🤖 AI Summary
This work investigates the zero-shot capability of lightweight local large language models (LLMs) to generate correct Python code for LoRaWAN engineering tasks—specifically, optimal UAV deployment and received power computation.
Method: We systematically evaluate 16 LLMs—including Phi-4, LLaMA-3.3, GPT-4, and DeepSeek-V3—using zero-shot prompting, automated code extraction, execution-based validation, and multi-dimensional scoring (0–5) across correctness, robustness, and domain fidelity.
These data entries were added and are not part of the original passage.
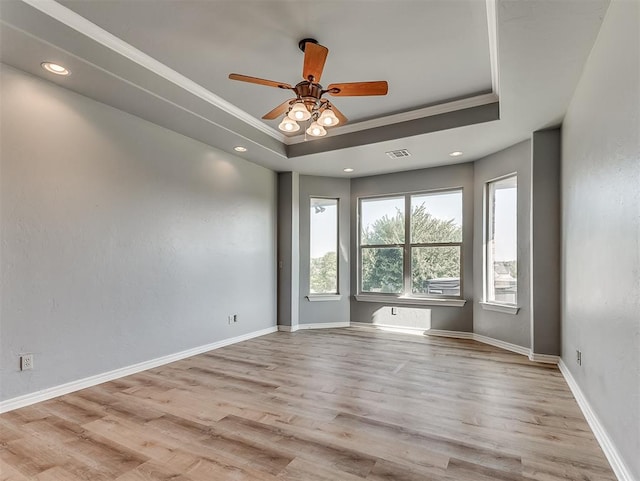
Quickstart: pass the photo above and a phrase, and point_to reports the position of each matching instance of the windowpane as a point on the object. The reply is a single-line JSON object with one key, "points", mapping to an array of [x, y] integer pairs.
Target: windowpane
{"points": [[382, 270], [436, 217], [435, 270], [502, 231], [382, 221], [324, 246]]}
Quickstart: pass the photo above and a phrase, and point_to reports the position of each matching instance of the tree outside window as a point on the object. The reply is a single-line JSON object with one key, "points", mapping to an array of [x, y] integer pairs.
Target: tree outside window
{"points": [[418, 256]]}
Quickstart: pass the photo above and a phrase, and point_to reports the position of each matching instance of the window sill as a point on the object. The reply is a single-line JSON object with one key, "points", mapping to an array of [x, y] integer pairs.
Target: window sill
{"points": [[487, 306], [417, 301], [323, 297]]}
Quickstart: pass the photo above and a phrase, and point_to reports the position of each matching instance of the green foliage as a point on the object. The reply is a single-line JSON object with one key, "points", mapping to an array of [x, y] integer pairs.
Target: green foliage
{"points": [[382, 268], [323, 275]]}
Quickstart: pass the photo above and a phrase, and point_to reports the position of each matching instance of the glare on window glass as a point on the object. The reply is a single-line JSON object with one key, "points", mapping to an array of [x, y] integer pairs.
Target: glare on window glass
{"points": [[323, 269], [502, 256], [382, 221], [436, 217]]}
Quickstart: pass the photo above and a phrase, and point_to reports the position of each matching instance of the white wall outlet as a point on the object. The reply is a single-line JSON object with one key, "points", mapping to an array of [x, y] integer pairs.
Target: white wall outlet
{"points": [[26, 362]]}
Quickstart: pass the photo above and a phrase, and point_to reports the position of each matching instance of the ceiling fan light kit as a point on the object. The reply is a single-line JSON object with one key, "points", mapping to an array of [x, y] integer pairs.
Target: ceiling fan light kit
{"points": [[288, 125], [316, 130], [308, 105], [299, 112]]}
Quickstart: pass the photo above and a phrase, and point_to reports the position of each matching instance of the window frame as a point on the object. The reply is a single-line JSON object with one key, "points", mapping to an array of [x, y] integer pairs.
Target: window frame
{"points": [[325, 295], [407, 247], [508, 307]]}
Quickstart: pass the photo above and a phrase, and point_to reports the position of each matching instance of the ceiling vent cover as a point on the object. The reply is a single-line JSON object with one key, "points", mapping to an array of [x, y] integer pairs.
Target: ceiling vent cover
{"points": [[397, 154]]}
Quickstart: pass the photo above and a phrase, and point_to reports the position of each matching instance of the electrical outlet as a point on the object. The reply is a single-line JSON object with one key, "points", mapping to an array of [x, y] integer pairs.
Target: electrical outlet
{"points": [[26, 362]]}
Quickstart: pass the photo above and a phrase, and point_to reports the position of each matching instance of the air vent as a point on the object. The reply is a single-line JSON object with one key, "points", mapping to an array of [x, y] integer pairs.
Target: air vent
{"points": [[397, 154]]}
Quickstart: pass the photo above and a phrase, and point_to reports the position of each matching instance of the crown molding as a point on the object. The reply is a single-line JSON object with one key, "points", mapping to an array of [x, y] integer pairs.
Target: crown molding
{"points": [[80, 24], [462, 104]]}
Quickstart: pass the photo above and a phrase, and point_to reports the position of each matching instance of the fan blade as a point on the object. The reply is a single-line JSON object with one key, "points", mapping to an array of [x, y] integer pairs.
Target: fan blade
{"points": [[353, 89], [260, 81], [314, 57], [278, 111], [343, 120]]}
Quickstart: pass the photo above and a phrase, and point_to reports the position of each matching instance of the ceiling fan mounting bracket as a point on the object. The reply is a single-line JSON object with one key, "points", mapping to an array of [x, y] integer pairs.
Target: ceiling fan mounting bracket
{"points": [[302, 43]]}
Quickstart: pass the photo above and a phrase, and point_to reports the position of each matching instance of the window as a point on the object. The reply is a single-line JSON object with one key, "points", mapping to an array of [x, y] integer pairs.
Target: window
{"points": [[323, 269], [419, 255], [501, 270]]}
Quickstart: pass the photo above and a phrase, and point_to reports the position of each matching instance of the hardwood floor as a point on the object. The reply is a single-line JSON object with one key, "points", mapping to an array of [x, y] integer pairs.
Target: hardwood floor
{"points": [[325, 405]]}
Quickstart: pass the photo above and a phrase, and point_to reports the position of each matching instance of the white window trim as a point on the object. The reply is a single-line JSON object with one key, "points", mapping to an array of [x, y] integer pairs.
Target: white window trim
{"points": [[326, 296], [323, 297], [504, 308], [449, 301], [416, 301], [485, 303]]}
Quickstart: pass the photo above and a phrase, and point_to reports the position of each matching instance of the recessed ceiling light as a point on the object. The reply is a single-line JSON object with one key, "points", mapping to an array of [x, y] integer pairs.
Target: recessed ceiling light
{"points": [[55, 68]]}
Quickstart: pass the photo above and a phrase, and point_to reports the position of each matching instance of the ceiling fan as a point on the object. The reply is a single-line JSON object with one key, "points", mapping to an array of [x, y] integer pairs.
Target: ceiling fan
{"points": [[308, 104]]}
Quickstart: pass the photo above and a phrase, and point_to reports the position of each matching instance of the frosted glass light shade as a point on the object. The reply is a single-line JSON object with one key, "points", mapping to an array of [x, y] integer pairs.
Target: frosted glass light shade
{"points": [[299, 112], [288, 125], [316, 130], [328, 118]]}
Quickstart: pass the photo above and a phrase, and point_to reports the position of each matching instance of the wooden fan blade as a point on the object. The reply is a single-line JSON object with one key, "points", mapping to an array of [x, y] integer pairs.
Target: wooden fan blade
{"points": [[353, 89], [260, 81], [278, 111], [341, 117], [314, 57]]}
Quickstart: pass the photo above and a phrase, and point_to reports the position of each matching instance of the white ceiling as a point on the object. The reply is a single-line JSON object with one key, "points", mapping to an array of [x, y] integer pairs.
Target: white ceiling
{"points": [[168, 62]]}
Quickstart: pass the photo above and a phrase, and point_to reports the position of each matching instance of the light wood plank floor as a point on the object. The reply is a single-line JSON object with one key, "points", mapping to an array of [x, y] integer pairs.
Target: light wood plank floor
{"points": [[328, 405]]}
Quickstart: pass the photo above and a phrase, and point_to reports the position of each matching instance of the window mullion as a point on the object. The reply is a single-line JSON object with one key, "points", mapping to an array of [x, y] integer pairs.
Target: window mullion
{"points": [[407, 245]]}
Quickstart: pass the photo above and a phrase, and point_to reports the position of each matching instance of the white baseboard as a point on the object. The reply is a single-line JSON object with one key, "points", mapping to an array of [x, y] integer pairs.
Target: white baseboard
{"points": [[317, 325], [525, 351], [480, 338], [52, 392], [619, 467], [323, 325], [452, 334], [287, 328], [544, 358], [391, 328]]}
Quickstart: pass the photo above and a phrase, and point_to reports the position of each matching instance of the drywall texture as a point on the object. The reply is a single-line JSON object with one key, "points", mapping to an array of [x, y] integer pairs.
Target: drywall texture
{"points": [[326, 311], [601, 231], [512, 328], [453, 176], [545, 242], [288, 248], [121, 241]]}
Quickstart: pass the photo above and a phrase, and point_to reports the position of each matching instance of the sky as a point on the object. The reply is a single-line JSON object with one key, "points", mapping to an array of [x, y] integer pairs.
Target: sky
{"points": [[444, 206]]}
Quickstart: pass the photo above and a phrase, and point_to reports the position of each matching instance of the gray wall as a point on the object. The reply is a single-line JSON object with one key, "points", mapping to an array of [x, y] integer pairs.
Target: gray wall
{"points": [[601, 230], [512, 328], [325, 311], [460, 175], [288, 249], [121, 241], [545, 242]]}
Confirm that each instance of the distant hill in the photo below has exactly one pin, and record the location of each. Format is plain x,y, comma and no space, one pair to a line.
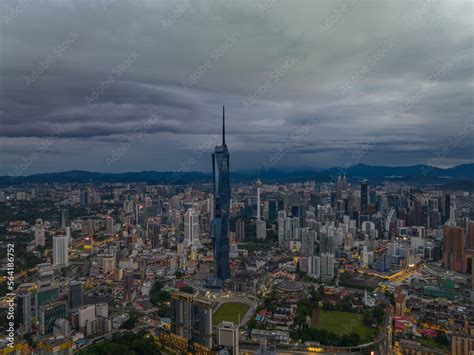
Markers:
417,174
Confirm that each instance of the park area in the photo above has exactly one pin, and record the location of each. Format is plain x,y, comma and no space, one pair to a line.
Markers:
231,312
344,323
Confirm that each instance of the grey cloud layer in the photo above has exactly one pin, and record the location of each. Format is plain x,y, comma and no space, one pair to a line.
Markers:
345,75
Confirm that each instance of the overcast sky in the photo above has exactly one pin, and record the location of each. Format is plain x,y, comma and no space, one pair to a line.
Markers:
139,85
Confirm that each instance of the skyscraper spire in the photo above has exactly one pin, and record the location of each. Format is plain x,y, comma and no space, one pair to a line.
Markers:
223,125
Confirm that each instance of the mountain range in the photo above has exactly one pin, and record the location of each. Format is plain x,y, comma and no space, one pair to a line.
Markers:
416,174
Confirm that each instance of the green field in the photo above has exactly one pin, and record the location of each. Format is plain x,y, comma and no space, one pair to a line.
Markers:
344,322
230,312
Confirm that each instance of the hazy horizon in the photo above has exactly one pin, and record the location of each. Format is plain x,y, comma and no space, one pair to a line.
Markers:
117,86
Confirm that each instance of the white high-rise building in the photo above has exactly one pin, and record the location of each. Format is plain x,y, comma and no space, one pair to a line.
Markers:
261,229
281,228
261,225
39,233
314,266
191,228
60,251
109,226
327,265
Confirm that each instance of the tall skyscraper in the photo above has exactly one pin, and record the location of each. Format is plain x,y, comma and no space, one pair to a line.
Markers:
453,249
60,251
127,286
240,230
191,227
364,196
75,295
23,314
109,226
45,295
39,233
261,225
65,218
49,313
191,318
220,168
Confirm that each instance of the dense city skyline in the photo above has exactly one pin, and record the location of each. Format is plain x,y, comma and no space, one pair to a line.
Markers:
138,86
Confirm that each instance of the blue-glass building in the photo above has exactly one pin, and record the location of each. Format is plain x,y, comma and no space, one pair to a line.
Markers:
220,168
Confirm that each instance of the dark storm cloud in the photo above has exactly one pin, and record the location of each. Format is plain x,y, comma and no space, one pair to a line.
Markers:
87,75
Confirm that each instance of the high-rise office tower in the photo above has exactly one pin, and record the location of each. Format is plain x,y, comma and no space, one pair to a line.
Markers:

Contribution/Results: Our study provides the first empirical evidence that domain adaptability outweighs model scale in wireless communication code generation. Phi-4 and LLaMA-3.3 achieve accuracy comparable to GPT-4 and DeepSeek-V3 (error rate <15%) and superior robustness to most mid- and small-scale models. We demonstrate the practical feasibility of lightweight LLMs for engineering code synthesis in resource-constrained and edge-deployed scenarios, establishing a new paradigm for edge intelligence in low-resource wireless systems.
📝 Abstract
This paper investigates the performance of 16 Large Language Models (LLMs) in automating LoRaWAN-related engineering tasks involving optimal placement of drones and received power calculation under progressively complex zero-shot, natural language prompts. The primary research question is whether lightweight, locally executed LLMs can generate correct Python code for these tasks. To assess this, we compared locally run models against state-of-the-art alternatives, such as GPT-4 and DeepSeek-V3, which served as reference points. By extracting and executing the Python functions generated by each model, we evaluated their outputs on a zero-to-five scale. Results show that while DeepSeek-V3 and GPT-4 consistently provided accurate solutions, certain smaller models-particularly Phi-4 and LLaMA-3.3-also demonstrated strong performance, underscoring the viability of lightweight alternatives. Other models exhibited errors stemming from incomplete understanding or syntactic issues. These findings illustrate the potential of LLM-based approaches for specialized engineering applications while highlighting the need for careful model selection, rigorous prompt design, and targeted domain fine-tuning to achieve reliable outcomes.